Für Russland existieren keine Tabellen zur Sozialstruktur, anhand derer wir die Herren Wronskij und Karenin in der zeitgenössischen Einkommensverteilung einordnen könnten. Aber es steht außer Zweifel, dass die Karenins auf einer der höchsten Einkommensstufen stehen (vielleicht gehören sie zum reichsten 1 Prozent), weshalb Wronskij genau wie Darcy Teil der Crème de la Crème ist und vermutlich zum reichsten Zehntelprozent der Russen zählt (wenn sein Einkommen nicht noch höher anzusiedeln ist). Auch hier fällt die gewaltige Distanz zwischen den Reichen und den extrem Reichen auf.

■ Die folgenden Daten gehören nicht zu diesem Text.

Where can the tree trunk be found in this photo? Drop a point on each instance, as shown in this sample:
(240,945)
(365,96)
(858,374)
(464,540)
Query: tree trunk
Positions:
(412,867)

Aber worin liegt der potenzielle Nachteil für Anna Karenina? Können wir auch diesen (niedrigeren) Bereich der Einkommensverteilung sehen? Für Anna liegt die Schattenseite der Einkommensverteilung in der Vergangenheit. Wir erfahren, dass sie aus einfachen Verhältnissen stammt37 und dass ihre Familie wahrscheinlich mit einem Jahreseinkommen von wenigen hundert Rubeln pro Kopf auskommen musste.38 Die Heirat mit Karenin bedeutete einen gesellschaftlichen Aufstieg für Anna und ermöglichte es ihr, ihr Einkommen zu verfünffachen. Durch eine Heirat mit Wronskij würde sie, wie wir gerade gesehen haben, ihr Einkommen erneut verzehnfachen. Durch zwei Ehen könnte Anna ihren Lebensstandard etwa um das Einhundertfünzigfache erhöhen (15x10).

Sind die Einkommen in Russland heute gleichmäßiger verteilt? Ja. Aus einer neueren Haushaltserhebung geht hervor, dass das durchschnittliche Pro-Kopf-Einkommen des reichsten 1 Prozents der russischen Haushalte im Jahr 2005 bei 340.000 Rubel lag. Das war etwa das Sechseinhalbfache des Durchschnittseinkommens. Im Jahr 1875 verdiente das reichste 1 Prozent (zu dem die Karenins gehörten) das Fünfzehnfache des Durchschnittseinkommens. Also ist auch die Spreizung der russischen Einkommensverteilung heute geringer als zu Anna Kareninas Zeiten. Auch eine Anna, die heute durch das Spitzensegment der russischen Einkommensverteilung „reisen“ würde, würde sich zweifellos sehr weit von ihrem Ausgangspunkt entfernen (man nehme Roman Abramowitsch), aber obwohl die russischen Milliardäre, die so großes Aufsehen erregen, ungeheure Reichtümer angehäuft haben, würde der Einkommenssprung einer heutigen Anna Karenina sehr viel geringer sein als jener der Heldin von Tolstois Roman.